US 17: If someone were to visit the park, what would they be able to see and do?

Sarah Sumoski: Visitors to Paradise Creek Nature Park are free to walk, run, or bike over two miles of trails which weave along wildflower meadows, through 29-acres of revitalized forest, and around an 11-acre restored wetland. The park is open from dawn to dusk, and leashed pets are welcome, making it an ideal location for pet owners. Public and private programs turn the park into an outdoor classroom offering a closer look at the wildlife found at the park and a view of the Elizabeth River coming back to life.

Looking towards the entrance to the wetland at the park, and under the 275 foot bridge

US 17: What other Elizabeth River projects are on-going or planned for the near future that you’d like to share with us?

Sarah Sumoski: We are in the process of phasing out our targets on the Lafayette River and moving efforts to the Eastern Branch of the Elizabeth River. Largely, involving homeowners, businesses, and schools through our RiverStar program to help reduce impacts on the river and clean her shores!

an Elizabeth River Project intern sweeping for butterflies on our Earthworks mound, made from the dirt dug out of an open field to create our wetland – Riverstar business Enviva is visible in the background

US 17: Are there any activities planned for Paradise Creek Nature Park or the Elizabeth River Project in which the public can participate? If someone was interested, how might they get involved and who should they contact?

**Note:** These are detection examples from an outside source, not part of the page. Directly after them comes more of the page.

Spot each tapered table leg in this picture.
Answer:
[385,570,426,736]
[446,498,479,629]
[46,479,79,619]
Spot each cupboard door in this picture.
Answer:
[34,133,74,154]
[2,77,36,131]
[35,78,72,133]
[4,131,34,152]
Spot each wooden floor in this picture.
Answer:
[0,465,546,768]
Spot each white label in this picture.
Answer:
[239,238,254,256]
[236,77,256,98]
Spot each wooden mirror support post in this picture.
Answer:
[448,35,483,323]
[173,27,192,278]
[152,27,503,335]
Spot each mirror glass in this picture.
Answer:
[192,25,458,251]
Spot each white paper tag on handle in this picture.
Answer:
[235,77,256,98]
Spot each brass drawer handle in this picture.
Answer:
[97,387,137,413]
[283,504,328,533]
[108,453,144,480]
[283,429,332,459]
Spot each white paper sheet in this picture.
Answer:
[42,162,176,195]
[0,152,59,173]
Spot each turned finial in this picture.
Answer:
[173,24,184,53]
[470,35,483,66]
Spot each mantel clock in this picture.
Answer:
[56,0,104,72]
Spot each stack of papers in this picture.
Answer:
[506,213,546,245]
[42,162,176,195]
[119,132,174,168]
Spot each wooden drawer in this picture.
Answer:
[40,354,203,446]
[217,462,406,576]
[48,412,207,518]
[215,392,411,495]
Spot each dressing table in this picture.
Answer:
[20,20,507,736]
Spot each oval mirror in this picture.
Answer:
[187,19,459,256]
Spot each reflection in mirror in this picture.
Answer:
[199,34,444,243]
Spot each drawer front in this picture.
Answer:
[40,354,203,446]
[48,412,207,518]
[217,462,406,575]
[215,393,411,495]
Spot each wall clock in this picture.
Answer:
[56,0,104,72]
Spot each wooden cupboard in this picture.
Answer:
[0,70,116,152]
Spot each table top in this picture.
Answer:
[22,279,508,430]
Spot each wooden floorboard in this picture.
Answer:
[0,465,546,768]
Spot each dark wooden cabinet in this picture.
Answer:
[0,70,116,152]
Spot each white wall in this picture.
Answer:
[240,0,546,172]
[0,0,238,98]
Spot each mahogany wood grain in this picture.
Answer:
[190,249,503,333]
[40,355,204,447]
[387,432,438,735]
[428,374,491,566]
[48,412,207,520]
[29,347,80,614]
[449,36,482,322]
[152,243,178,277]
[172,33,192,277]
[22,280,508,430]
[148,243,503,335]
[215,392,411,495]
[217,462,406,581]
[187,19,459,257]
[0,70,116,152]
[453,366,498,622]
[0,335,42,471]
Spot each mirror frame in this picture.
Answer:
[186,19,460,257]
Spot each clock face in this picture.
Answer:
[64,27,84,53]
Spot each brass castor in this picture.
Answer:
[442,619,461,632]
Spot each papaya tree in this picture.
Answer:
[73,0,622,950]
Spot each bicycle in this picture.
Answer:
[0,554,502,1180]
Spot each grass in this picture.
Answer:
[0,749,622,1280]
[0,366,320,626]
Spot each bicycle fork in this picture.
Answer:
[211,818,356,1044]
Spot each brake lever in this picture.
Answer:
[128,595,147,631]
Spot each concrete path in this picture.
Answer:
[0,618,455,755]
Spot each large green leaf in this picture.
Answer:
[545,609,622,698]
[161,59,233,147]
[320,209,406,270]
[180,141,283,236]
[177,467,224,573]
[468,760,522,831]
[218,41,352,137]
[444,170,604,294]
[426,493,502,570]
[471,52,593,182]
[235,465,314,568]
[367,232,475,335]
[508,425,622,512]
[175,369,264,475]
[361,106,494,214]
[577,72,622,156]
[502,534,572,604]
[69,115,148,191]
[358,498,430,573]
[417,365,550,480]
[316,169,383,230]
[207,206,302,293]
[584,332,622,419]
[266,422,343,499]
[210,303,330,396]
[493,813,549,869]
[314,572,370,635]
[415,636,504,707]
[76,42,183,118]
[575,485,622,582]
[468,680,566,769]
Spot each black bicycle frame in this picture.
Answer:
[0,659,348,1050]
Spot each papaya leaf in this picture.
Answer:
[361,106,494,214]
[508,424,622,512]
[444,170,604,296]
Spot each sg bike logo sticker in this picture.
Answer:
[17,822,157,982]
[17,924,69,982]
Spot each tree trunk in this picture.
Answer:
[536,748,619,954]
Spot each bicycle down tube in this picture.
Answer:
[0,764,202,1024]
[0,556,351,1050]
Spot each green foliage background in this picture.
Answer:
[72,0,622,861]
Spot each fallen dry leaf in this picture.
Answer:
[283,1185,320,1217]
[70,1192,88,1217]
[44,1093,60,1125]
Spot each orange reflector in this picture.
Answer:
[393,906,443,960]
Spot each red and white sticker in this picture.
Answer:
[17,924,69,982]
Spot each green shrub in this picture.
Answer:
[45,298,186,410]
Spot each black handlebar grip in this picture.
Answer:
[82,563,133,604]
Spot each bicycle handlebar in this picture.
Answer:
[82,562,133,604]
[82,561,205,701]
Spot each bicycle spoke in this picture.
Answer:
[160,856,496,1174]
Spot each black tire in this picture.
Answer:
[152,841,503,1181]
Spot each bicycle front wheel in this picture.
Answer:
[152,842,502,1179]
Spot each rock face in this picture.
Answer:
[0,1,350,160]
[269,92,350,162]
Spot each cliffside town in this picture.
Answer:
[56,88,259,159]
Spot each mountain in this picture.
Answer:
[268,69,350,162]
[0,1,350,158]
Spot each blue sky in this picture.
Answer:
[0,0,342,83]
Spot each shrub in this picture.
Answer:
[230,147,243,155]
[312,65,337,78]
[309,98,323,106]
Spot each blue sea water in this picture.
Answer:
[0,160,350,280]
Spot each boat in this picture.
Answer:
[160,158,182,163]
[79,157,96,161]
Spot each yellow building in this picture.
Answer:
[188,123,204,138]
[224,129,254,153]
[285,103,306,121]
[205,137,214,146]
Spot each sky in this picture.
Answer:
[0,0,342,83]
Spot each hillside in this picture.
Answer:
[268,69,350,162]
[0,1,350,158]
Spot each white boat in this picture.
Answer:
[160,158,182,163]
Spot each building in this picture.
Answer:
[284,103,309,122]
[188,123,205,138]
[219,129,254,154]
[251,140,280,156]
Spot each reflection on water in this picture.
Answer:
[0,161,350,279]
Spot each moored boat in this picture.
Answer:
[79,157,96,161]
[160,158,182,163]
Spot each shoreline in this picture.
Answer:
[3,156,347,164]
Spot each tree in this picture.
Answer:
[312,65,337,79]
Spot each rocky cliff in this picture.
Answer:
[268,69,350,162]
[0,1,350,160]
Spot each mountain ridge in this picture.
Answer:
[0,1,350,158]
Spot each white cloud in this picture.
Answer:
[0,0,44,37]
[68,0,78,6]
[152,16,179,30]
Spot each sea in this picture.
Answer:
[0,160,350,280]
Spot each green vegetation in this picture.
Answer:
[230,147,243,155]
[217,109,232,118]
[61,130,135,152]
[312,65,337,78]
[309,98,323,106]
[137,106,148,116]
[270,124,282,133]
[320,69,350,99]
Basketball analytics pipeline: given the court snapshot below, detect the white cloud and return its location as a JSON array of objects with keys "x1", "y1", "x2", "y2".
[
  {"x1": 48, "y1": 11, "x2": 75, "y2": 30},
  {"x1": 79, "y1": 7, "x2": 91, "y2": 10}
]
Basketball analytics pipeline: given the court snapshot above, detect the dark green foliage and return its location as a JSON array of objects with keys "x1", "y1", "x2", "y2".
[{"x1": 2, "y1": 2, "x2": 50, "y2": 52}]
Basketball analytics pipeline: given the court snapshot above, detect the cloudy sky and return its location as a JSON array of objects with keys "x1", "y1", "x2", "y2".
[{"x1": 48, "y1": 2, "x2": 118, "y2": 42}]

Sarah Sumoski: Absolutely! Free public programs at the park occur nearly every Friday and Saturday and offer fun for all ages. Our programs include Volunteer Events for families, groups, or individuals, Mini-Safari’s for self guided exploration of the park, Healthy River Healthy You programs to get you active and moving in the fresh air, and special programs which vary month to month. You can find a complete listing at the park website: or contact me at for information.


US 17: I always have to ask – how much of Highway 17 have you traveled down? Do you have a favorite stretch of US 17, and if so – why?

Sarah Sumoski: I’ve traveled nearly the entire stretch in Virginia. I have to say the area just south of Fredericksburg and North of Gloucester is a preferable alternative to I-95. The rolling countryside and forest makes for a relaxing and stress free drive.